Artists could create art together and content creators could collaborate on new projects as holograms, Zuckerberg explained.
The technology will come at a price, though the exact cost is unspecified for now.
Zuckerberg stated that the fully holographic glasses would cost "significantly more" than the $300 Ray-Ban Meta glasses currently on the market and that Meta isn't thinking about selling the glasses to everyone right away.
"We're focused on building the full consumer version of it rather than selling the prototype," he said.
Meta still intends to demo what the prototype can do to the general public — something Zuckerberg stated he was "really looking forward" to.
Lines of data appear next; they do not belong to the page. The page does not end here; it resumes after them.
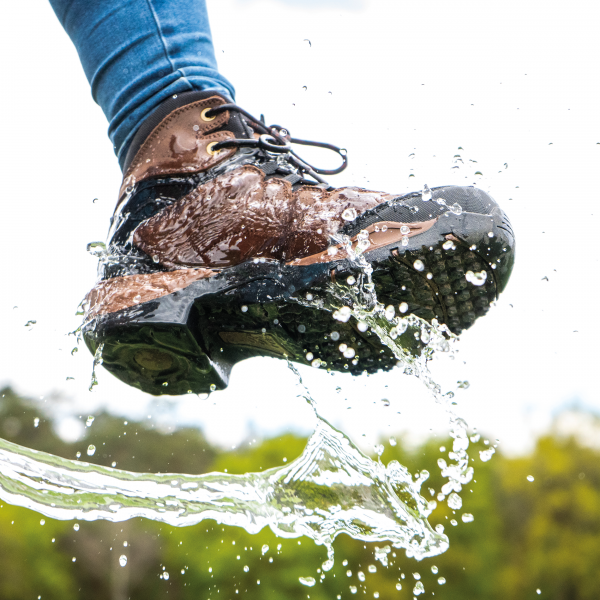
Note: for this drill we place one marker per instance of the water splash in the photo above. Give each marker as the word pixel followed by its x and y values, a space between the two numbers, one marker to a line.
pixel 331 488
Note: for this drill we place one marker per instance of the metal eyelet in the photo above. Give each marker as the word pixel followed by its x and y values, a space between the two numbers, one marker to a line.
pixel 204 117
pixel 209 149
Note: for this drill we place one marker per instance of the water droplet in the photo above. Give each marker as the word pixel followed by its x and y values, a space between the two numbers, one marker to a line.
pixel 486 455
pixel 419 588
pixel 343 314
pixel 426 193
pixel 362 326
pixel 96 248
pixel 477 279
pixel 349 214
pixel 454 501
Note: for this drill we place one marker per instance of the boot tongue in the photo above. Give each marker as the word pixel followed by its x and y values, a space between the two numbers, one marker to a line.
pixel 236 125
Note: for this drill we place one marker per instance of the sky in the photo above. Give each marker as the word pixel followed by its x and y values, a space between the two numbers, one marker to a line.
pixel 401 85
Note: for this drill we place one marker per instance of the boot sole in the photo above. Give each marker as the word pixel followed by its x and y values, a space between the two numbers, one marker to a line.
pixel 188 341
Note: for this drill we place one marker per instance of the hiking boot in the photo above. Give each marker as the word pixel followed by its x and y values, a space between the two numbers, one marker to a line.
pixel 226 245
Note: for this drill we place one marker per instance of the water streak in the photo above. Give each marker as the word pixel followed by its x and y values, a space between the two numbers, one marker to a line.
pixel 331 488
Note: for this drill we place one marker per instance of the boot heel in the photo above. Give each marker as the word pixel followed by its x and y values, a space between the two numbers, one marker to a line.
pixel 152 347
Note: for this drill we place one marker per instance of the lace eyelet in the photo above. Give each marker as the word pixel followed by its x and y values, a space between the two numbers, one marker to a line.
pixel 205 117
pixel 209 149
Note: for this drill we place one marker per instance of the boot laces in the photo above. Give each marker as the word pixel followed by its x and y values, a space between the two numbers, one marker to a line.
pixel 277 140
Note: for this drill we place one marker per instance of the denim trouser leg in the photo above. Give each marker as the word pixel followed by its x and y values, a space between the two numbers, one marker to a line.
pixel 136 53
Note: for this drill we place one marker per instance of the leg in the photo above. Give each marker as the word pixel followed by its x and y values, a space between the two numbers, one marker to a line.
pixel 137 53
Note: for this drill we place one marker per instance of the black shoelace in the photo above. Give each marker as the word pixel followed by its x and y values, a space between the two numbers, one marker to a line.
pixel 277 140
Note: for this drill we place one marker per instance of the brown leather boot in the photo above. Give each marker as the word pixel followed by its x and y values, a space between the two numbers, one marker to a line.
pixel 226 245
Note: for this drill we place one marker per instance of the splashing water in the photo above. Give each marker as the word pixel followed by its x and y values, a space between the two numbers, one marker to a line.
pixel 331 488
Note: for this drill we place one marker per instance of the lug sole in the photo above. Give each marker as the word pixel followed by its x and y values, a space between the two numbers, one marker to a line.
pixel 188 341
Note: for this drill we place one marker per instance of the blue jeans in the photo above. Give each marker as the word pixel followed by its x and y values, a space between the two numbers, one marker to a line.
pixel 137 53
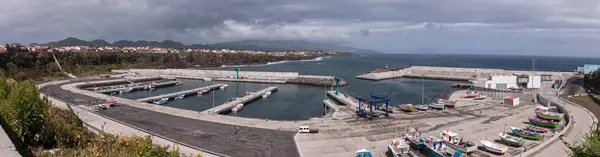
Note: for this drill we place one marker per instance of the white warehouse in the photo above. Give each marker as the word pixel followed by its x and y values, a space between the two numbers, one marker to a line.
pixel 514 82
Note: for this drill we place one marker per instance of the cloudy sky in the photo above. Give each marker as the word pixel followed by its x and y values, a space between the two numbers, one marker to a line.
pixel 536 27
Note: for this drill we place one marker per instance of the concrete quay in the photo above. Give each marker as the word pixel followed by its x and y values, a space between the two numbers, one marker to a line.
pixel 138 87
pixel 243 100
pixel 185 92
pixel 453 73
pixel 245 76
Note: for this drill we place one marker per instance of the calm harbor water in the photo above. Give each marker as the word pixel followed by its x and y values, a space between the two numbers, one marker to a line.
pixel 301 102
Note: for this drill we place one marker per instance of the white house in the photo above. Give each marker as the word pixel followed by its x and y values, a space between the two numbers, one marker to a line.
pixel 513 82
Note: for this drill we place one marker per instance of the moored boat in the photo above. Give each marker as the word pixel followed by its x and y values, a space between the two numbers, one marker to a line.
pixel 542 122
pixel 549 115
pixel 399 147
pixel 436 106
pixel 407 107
pixel 451 139
pixel 422 107
pixel 266 95
pixel 536 128
pixel 494 147
pixel 161 101
pixel 511 140
pixel 527 134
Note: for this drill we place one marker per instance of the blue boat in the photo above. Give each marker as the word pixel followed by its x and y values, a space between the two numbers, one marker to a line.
pixel 180 97
pixel 161 101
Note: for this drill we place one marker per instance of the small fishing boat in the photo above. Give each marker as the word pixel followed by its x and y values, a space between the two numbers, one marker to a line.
pixel 161 101
pixel 451 139
pixel 542 122
pixel 480 97
pixel 549 115
pixel 422 107
pixel 494 147
pixel 436 106
pixel 536 128
pixel 223 86
pixel 180 97
pixel 527 134
pixel 237 107
pixel 407 107
pixel 399 147
pixel 511 140
pixel 266 95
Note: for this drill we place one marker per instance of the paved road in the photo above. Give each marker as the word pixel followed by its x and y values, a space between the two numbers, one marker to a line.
pixel 207 135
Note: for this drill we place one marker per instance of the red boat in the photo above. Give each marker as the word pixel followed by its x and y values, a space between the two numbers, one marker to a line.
pixel 536 128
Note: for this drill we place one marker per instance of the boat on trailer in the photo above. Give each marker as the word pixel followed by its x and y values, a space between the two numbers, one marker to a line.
pixel 451 139
pixel 511 140
pixel 549 115
pixel 161 101
pixel 536 128
pixel 527 134
pixel 407 107
pixel 422 107
pixel 400 148
pixel 494 147
pixel 542 122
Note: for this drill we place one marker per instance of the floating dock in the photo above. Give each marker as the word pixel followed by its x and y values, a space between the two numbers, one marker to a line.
pixel 243 100
pixel 185 92
pixel 160 84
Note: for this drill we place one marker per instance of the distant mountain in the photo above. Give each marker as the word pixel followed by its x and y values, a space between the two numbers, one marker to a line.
pixel 256 45
pixel 283 45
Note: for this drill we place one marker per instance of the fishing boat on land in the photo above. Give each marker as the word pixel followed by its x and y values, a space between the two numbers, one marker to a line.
pixel 266 95
pixel 400 148
pixel 494 147
pixel 180 97
pixel 223 86
pixel 527 134
pixel 407 107
pixel 161 101
pixel 437 106
pixel 203 91
pixel 451 139
pixel 237 107
pixel 511 140
pixel 422 107
pixel 480 97
pixel 542 122
pixel 536 128
pixel 549 115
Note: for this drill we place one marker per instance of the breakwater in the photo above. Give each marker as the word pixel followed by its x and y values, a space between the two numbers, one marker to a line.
pixel 244 76
pixel 453 73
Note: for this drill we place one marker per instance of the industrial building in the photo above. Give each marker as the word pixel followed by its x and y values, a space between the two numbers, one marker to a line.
pixel 513 82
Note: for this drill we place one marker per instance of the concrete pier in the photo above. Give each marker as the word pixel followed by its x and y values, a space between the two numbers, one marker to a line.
pixel 161 84
pixel 186 92
pixel 243 100
pixel 453 73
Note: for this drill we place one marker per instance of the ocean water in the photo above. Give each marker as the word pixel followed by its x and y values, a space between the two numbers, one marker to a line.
pixel 301 102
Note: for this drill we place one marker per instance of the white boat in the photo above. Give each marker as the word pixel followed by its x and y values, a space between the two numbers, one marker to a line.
pixel 237 107
pixel 180 97
pixel 266 95
pixel 223 86
pixel 399 147
pixel 161 101
pixel 494 147
pixel 480 97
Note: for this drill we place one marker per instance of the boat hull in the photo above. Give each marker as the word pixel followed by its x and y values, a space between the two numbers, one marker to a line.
pixel 549 117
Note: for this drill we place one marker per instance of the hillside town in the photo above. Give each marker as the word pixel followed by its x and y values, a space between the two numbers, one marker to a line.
pixel 6 48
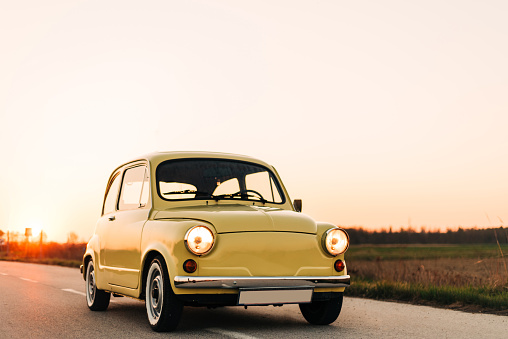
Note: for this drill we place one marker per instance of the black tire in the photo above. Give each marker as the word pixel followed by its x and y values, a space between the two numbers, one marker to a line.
pixel 163 308
pixel 97 300
pixel 322 312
Another example of a frame-breaking product, according to Zuckerberg, is Meta's upcoming neural wristbands. The futuristic wrist straps pick up brain signals, without the need for wires or anything attached to the brain, with the aim of one day performing tasks like typing and controlling a computer mouse.
Zuckerberg said that the possibility of paradigm-changing products like holographic glasses and neural wristbands sets technology apart from other fields.
"In a lot of other fields, you can be doing the same thing for a long period of time, whereas in technology, every once in a while something comes along and just unleashes all of these new opportunities and you need to rethink what you're doing," he said.
Meta is currently an industry leader in virtual reality, drawing 37.2% of AR/VR market share in Q1 2024 compared to Apple's 17%.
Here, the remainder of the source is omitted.